信越化学の株価が直近1年間で30%以上下落していて「信越化学の株価は今後どうなるの?」と不安に思っている方が多いです。
また「株価が急落している理由を知りたい」という声が多数届いています。
結論からいうと、信越化学の株価が今後どうなるのか判断するのは現在難しい局面にあります。
そこで今回はつばめ投資顧問が、今後株価がどうなるのかを判断するポイントや株価下落の要因について解説します。
ぜひ、投資判断の参考にしてみてください。
目次
信越化学の事業内容
まずは、信越化学の事業内容についてみていきましょう。
ここでは、信越化学が製造している製品について解説します。
信越化学の主力製品
信越化学は日本を代表する化学メーカーであり、2つの主力製品を持っています。
1つ目は塩化ビニル樹脂です。
塩化ビニル樹脂は、建築物の配管などに使用される素材です。
信越化学は、塩化ビニル樹脂の世界シェアでナンバーワンを誇っています。
2つ目はシリコンウエハーです。
あらゆる半導体の基盤となるシリコンウエハーを製造しており、30%強の世界シェアを占めています。
シリコンウエハー製造企業は世界中に存在しますが、信越化学は品質面で優位性を確立しています。
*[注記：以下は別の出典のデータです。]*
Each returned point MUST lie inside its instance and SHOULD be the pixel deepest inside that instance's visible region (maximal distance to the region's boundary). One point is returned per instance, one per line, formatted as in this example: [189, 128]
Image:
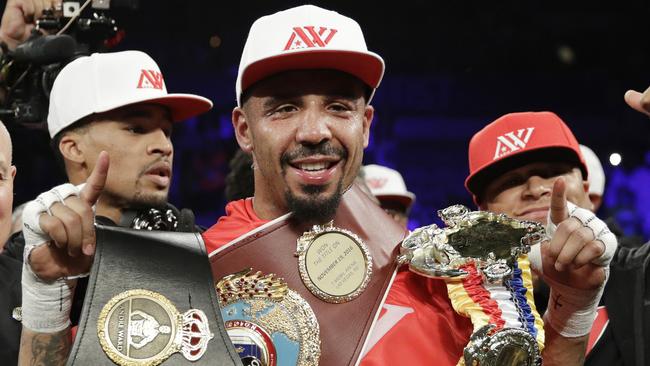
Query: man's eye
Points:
[284, 109]
[512, 182]
[337, 107]
[136, 130]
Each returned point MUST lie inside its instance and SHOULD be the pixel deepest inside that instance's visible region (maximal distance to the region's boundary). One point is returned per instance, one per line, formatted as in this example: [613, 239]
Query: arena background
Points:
[452, 67]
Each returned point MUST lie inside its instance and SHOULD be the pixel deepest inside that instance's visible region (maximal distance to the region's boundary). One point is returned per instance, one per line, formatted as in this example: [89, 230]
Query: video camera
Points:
[76, 28]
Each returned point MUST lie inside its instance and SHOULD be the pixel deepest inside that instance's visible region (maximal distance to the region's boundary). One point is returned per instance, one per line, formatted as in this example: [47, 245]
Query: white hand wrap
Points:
[571, 312]
[596, 225]
[46, 306]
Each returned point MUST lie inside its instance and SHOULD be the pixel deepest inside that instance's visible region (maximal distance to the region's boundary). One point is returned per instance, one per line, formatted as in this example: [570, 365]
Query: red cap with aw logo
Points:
[517, 139]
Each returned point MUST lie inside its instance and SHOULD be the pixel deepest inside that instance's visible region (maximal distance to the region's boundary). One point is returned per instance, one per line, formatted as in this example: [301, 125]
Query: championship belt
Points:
[299, 295]
[482, 258]
[150, 300]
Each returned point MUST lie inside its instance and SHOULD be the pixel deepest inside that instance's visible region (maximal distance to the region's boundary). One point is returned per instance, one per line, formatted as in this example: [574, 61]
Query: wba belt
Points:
[150, 299]
[295, 295]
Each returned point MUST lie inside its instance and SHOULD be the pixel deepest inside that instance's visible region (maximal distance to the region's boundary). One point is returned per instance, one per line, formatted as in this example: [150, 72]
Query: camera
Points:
[73, 29]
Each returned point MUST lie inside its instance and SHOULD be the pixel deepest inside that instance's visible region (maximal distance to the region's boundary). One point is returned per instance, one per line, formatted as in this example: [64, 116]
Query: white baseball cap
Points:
[596, 175]
[306, 37]
[104, 81]
[386, 183]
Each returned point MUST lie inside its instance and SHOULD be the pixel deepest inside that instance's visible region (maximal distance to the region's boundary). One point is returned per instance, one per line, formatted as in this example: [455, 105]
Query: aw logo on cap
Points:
[512, 141]
[150, 79]
[376, 183]
[308, 37]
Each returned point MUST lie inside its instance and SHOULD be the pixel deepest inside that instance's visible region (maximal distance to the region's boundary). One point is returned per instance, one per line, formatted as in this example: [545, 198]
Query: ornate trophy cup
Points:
[482, 257]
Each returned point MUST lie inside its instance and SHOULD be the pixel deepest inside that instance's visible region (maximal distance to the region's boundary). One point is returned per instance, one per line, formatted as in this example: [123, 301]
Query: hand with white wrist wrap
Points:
[574, 264]
[59, 232]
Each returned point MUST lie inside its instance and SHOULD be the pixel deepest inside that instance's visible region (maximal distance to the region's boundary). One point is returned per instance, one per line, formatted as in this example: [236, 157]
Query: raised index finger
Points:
[559, 210]
[97, 180]
[638, 101]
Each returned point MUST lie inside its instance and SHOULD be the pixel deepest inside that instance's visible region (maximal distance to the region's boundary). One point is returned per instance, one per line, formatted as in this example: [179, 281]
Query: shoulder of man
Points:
[631, 257]
[15, 246]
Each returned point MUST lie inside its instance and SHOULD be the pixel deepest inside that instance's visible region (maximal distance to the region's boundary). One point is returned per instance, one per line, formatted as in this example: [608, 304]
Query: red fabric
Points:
[481, 296]
[240, 218]
[598, 328]
[417, 325]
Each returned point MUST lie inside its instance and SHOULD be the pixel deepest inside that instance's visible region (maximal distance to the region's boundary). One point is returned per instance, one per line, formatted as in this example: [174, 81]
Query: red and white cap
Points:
[104, 81]
[306, 37]
[387, 184]
[517, 139]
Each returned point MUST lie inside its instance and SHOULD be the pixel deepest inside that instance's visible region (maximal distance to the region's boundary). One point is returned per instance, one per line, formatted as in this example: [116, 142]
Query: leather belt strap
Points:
[345, 326]
[174, 265]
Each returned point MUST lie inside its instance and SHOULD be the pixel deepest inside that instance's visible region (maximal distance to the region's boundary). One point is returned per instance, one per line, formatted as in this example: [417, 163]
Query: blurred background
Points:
[452, 67]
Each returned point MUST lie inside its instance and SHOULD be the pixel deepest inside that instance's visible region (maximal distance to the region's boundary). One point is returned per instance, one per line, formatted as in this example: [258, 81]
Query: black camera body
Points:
[28, 72]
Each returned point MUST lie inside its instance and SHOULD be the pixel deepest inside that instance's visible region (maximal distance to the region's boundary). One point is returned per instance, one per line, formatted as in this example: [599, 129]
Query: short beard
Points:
[312, 210]
[141, 200]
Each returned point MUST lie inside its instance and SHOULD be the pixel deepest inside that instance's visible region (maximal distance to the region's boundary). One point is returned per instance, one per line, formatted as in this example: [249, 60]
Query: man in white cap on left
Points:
[388, 186]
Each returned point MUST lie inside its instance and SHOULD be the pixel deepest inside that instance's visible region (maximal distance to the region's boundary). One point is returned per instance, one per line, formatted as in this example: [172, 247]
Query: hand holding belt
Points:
[482, 257]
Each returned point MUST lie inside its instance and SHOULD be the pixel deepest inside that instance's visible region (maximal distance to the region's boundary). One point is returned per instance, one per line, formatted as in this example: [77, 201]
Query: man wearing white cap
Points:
[303, 90]
[104, 106]
[388, 186]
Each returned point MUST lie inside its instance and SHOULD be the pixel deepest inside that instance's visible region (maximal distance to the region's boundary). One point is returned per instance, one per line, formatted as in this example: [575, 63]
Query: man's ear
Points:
[368, 114]
[71, 147]
[242, 130]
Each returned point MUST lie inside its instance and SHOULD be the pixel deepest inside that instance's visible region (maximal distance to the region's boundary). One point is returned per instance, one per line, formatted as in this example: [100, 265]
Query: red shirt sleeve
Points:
[240, 218]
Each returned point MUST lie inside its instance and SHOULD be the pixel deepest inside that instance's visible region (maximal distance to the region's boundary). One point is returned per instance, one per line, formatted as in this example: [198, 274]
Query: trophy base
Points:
[507, 347]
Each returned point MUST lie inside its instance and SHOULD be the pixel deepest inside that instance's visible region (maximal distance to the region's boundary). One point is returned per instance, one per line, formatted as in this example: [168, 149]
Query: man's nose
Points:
[537, 186]
[314, 127]
[160, 143]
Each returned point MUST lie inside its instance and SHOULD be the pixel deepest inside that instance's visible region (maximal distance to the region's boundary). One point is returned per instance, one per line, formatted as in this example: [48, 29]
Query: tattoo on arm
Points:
[45, 348]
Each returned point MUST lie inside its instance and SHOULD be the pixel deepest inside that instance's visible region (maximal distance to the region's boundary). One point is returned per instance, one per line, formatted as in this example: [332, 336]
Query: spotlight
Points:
[615, 159]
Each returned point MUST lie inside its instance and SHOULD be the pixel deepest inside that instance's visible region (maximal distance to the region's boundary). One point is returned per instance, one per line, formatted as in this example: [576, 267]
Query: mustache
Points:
[305, 151]
[157, 161]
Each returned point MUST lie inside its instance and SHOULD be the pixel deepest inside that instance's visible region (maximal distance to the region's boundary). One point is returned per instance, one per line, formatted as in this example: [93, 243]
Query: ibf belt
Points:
[150, 300]
[482, 257]
[297, 295]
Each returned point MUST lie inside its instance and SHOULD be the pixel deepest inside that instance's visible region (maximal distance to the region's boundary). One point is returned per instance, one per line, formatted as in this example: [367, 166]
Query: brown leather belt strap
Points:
[343, 327]
[173, 265]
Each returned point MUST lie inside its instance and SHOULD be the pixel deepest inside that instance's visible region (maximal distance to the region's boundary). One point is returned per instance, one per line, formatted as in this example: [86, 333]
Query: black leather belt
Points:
[151, 300]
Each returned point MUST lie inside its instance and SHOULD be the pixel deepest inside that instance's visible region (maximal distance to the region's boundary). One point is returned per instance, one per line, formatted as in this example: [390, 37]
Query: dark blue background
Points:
[452, 67]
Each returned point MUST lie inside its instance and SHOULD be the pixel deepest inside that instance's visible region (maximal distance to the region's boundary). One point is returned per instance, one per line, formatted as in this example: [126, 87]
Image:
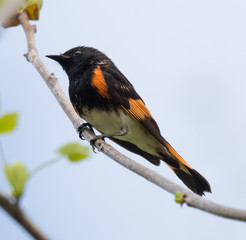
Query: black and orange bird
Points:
[104, 97]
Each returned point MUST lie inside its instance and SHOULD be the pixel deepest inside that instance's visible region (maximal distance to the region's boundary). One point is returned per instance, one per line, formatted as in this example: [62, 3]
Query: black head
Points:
[79, 59]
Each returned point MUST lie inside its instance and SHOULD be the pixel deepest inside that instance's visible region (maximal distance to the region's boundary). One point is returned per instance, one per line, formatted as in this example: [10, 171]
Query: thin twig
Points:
[12, 208]
[190, 198]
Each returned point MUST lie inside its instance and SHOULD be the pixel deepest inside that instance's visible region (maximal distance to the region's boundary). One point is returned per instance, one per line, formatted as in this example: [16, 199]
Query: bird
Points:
[108, 102]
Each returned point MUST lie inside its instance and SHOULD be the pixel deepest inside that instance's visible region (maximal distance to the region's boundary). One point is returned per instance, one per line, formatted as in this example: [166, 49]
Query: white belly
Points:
[112, 122]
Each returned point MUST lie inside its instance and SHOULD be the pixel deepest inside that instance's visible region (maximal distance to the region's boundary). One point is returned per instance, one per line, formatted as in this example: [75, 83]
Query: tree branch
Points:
[13, 209]
[189, 198]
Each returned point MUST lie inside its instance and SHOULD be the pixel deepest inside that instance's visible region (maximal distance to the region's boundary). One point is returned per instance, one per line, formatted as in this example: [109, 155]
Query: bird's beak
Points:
[59, 58]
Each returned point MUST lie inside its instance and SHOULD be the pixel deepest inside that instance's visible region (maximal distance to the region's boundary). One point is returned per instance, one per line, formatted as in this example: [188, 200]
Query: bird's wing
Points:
[122, 93]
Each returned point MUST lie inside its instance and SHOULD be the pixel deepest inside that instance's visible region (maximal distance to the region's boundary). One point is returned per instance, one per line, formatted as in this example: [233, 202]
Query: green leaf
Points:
[17, 175]
[8, 122]
[179, 197]
[74, 151]
[32, 7]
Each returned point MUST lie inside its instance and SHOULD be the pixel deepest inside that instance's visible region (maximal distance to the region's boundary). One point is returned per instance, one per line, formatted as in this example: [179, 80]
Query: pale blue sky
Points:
[187, 60]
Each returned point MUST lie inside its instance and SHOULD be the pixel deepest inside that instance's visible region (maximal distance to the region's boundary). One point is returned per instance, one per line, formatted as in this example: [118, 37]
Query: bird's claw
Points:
[82, 127]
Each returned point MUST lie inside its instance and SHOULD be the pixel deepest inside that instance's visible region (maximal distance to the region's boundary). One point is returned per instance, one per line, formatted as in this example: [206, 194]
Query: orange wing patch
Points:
[176, 155]
[99, 83]
[138, 109]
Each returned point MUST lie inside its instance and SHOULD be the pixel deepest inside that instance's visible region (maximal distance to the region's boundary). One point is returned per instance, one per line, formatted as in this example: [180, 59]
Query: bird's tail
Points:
[190, 177]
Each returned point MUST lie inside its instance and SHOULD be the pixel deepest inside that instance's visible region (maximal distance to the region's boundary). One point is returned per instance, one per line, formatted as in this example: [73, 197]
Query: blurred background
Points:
[187, 61]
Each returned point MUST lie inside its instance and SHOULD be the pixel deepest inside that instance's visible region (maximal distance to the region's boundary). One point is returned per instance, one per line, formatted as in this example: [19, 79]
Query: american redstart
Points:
[104, 97]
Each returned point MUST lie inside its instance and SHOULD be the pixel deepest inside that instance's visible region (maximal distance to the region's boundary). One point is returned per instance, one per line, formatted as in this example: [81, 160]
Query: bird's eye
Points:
[77, 53]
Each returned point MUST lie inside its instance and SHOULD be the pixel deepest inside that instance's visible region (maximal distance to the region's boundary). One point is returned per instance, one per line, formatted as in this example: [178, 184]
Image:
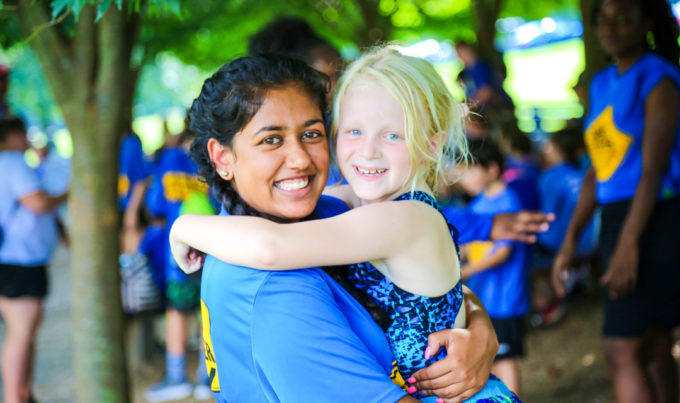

純度においてほんの少しの不純物も許容しない高品質なウエハーを製造できる企業は、信越化学とSUMCOの2社だけです。
信越化学は高品質な製品製造と品質管理の徹底により、この分野でトップの地位を築いています。
信越化学の主力製品以外について
塩化ビニル樹脂とシリコンウエハー以外の製品でも、シリコーンやセルロース誘導体など成長要因となりえる製品を手掛けています。
ですが、これらの製品は主力2製品と比べて競合が多く、シェアも2桁%に達していない製品も多い状況です。
これらの製品は、まだ圧倒的な優位性を確立できておらず研究開発能力の強化が重要な段階にあります。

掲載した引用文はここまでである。